The research team will ensure that the project delivers tangible benefits to local farmers and contributes to improving the competitiveness of sugar production in the region.

The project, named Smart-Eye, will utilise drones in auto-pilot and supervised flying modes for airborne data acquisition and surveillance. It will allow farmers to monitor crop health; estimate and map soil moisture; identify and map weed at the species level for optimal herbicide spraying; send spraying drones to automate the spraying after the weed mapping, and estimate sugarcane yield production.

Senior Professor Pascal Perez, Director of SMART Infrastructure Facility at UOW, leads the Smart-Eye project and said farmers will have direct access to the data related to their plants, which will be accessible via smartphone, tablet or computer.

The technology will be based on four core factors, deploying the airborne system to ensure the best flying path is identified; establishing the system to collect datasets and algorithms for capturing images; testing the system to ensure its data accuracy and; training local teams to operate the technology.

AI / IoT-powered dashboard for environmental Management at Tram Chim National Park

Researchers at the University of Wollongong (UOW) and the Ho Chi Minh City University of Technology in Vietnam have received an AU$250,000 grant from CSIRO’s Auss4Innovation project to address environmental management issues at the Tram Chim National Park in Vietnam.

Tram Chim National Park, located in Dong Thap province of Vietnam, is one of the last remnants of the threatened Plain of Reeds wetland ecosystem.
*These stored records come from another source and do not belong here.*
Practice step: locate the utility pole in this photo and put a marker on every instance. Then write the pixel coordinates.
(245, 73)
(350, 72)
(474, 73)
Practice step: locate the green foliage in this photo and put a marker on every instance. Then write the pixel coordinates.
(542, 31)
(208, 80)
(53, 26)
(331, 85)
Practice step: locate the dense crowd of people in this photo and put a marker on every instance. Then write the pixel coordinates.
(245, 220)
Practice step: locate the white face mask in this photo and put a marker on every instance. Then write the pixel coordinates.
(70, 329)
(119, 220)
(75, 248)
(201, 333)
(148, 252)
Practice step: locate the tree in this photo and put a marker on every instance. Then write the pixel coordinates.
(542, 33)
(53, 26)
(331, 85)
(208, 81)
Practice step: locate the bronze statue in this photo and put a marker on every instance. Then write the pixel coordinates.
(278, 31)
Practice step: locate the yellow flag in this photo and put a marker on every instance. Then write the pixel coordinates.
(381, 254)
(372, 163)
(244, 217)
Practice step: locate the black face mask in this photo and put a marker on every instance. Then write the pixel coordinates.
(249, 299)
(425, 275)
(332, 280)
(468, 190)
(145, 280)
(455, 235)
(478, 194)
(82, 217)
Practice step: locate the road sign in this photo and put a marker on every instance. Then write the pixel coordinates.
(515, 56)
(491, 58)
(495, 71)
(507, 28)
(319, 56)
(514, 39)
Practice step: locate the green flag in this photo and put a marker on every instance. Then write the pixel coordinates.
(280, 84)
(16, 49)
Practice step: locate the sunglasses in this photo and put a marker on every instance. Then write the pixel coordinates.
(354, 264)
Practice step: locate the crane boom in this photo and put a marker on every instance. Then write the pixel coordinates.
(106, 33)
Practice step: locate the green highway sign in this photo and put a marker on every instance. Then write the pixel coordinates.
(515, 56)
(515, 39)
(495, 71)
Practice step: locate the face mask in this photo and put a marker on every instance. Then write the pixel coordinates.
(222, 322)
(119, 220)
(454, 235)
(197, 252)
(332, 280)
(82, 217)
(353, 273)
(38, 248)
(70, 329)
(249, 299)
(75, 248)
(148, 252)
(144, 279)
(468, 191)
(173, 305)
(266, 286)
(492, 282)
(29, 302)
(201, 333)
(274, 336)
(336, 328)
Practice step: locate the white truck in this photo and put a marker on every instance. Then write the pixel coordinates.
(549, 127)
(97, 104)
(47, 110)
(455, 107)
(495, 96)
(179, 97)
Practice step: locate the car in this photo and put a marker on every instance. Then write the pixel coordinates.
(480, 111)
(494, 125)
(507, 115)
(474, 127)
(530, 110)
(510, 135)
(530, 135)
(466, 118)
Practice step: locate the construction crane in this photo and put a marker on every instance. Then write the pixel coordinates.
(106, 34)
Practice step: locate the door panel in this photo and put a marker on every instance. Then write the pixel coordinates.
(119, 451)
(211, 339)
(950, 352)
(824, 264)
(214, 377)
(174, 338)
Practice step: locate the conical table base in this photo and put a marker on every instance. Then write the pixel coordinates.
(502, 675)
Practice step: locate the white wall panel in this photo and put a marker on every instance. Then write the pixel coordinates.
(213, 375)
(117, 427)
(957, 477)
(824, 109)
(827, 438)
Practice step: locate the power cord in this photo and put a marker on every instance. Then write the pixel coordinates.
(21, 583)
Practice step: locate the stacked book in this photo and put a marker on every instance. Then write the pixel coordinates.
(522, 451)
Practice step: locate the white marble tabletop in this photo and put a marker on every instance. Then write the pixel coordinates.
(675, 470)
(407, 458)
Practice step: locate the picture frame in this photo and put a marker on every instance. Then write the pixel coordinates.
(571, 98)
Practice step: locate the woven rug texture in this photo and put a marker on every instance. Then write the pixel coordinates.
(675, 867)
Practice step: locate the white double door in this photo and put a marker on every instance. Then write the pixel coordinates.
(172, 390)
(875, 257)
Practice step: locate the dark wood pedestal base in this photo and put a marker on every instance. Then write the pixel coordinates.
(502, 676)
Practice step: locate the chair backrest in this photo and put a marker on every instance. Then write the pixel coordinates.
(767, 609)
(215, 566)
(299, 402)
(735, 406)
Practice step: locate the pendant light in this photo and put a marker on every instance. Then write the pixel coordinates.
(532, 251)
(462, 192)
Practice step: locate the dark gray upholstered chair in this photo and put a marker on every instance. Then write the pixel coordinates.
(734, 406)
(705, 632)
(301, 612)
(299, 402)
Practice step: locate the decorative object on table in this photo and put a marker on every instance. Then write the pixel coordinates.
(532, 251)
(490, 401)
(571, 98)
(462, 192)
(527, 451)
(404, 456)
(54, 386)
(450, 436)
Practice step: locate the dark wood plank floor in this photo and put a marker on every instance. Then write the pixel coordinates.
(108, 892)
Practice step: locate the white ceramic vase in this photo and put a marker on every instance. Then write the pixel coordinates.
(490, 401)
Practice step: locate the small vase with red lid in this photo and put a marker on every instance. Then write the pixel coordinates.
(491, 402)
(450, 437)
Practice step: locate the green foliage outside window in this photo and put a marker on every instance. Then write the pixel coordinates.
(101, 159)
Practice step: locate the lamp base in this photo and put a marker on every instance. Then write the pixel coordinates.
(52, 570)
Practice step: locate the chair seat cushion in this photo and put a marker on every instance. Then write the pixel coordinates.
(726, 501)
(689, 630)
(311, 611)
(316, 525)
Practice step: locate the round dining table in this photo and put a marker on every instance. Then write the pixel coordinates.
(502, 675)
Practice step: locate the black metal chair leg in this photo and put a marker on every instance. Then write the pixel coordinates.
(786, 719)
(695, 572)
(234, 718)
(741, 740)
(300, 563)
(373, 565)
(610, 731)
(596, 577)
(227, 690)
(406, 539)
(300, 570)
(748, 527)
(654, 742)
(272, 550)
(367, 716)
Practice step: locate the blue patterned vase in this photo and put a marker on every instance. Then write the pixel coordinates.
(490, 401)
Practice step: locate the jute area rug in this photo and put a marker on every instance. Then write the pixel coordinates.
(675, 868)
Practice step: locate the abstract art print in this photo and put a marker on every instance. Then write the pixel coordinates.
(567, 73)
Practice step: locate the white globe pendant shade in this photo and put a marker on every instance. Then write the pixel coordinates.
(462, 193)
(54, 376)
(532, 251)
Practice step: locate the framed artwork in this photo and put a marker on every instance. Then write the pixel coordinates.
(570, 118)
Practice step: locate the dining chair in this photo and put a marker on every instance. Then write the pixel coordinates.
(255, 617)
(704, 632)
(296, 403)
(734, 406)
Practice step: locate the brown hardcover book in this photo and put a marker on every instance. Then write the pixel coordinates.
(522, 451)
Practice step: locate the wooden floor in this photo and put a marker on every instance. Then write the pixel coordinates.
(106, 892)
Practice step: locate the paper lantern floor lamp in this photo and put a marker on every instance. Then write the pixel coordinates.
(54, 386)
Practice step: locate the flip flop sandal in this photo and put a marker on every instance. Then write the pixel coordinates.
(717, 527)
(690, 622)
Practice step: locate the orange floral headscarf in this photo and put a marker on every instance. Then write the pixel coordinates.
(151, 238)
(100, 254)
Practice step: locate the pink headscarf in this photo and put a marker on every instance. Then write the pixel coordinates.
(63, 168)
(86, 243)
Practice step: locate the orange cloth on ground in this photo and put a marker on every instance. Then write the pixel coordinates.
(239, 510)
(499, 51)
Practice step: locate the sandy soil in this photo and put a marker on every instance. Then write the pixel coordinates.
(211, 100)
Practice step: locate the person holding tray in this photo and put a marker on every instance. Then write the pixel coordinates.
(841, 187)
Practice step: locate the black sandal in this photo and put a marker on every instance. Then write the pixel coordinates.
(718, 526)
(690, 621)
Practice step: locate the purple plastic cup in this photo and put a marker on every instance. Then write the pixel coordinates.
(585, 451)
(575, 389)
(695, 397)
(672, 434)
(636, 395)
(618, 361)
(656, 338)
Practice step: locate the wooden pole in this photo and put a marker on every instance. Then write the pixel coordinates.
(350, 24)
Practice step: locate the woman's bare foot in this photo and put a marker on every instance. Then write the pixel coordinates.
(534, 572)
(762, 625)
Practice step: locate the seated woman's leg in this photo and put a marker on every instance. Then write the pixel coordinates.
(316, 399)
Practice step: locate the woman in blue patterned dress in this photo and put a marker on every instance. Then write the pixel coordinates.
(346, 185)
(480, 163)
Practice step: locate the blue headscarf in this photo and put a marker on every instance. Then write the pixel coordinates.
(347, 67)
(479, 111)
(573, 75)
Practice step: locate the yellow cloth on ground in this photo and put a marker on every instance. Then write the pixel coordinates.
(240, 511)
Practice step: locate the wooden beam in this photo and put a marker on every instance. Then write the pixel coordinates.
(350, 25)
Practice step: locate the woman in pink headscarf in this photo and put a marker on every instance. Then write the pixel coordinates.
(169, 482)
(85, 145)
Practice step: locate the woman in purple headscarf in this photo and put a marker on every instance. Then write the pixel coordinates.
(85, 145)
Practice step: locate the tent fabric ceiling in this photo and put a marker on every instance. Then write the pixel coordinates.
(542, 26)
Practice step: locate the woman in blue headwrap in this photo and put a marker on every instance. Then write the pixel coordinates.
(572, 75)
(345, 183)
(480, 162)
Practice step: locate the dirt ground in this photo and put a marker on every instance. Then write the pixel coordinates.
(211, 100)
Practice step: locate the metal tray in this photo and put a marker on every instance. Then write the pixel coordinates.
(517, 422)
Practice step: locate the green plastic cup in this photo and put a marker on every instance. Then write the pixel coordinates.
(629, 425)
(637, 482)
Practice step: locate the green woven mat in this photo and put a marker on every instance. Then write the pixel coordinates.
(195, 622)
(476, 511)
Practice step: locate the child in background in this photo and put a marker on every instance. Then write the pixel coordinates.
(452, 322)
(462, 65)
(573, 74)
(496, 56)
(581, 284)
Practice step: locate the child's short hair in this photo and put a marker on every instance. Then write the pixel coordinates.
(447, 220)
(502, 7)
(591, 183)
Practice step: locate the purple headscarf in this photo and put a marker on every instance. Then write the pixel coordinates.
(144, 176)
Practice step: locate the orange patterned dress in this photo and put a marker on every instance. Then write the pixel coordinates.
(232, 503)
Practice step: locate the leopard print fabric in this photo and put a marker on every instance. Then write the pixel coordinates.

It has significant biodiversity and tourism value, providing habitat for over 230 bird species and 130 fish species, including the iconic Sarus Crane listed as endangered on the International Union for Conservation of Nature Red List.

The researchers proposed an AI/ Internet of Things (IoT) based digital solution to design and deploy a hub of IoT devices that will collect data in the form of images of animals, plants and water levels, water turbidity, temperature, CO2 and other parameters in various areas of the Tram Chim National Park ecosystem.

The collected data will help identify and count animals, recognise plants and their conditions, and identify water levels and quality in different parts of the Park. It will be presented on a digital dashboard for analysis.

The proposed digital AI-powered dashboard will be readily accessible to different stakeholders of the Park such as rangers, governance officers and researchers, through PCs, mobile phones or tablets to support the decision making and adaptive management at Tram Chim National Park.

UOW Associate Professor Hoa Khanh Dam, from the School of Computing and Information Technology, leads the project and said current environmental management and research at Tram Chim are hampered by insufficient and irregular survey data, due to a lack of digital resources, extreme weather conditions and complex, large environment covered by the park.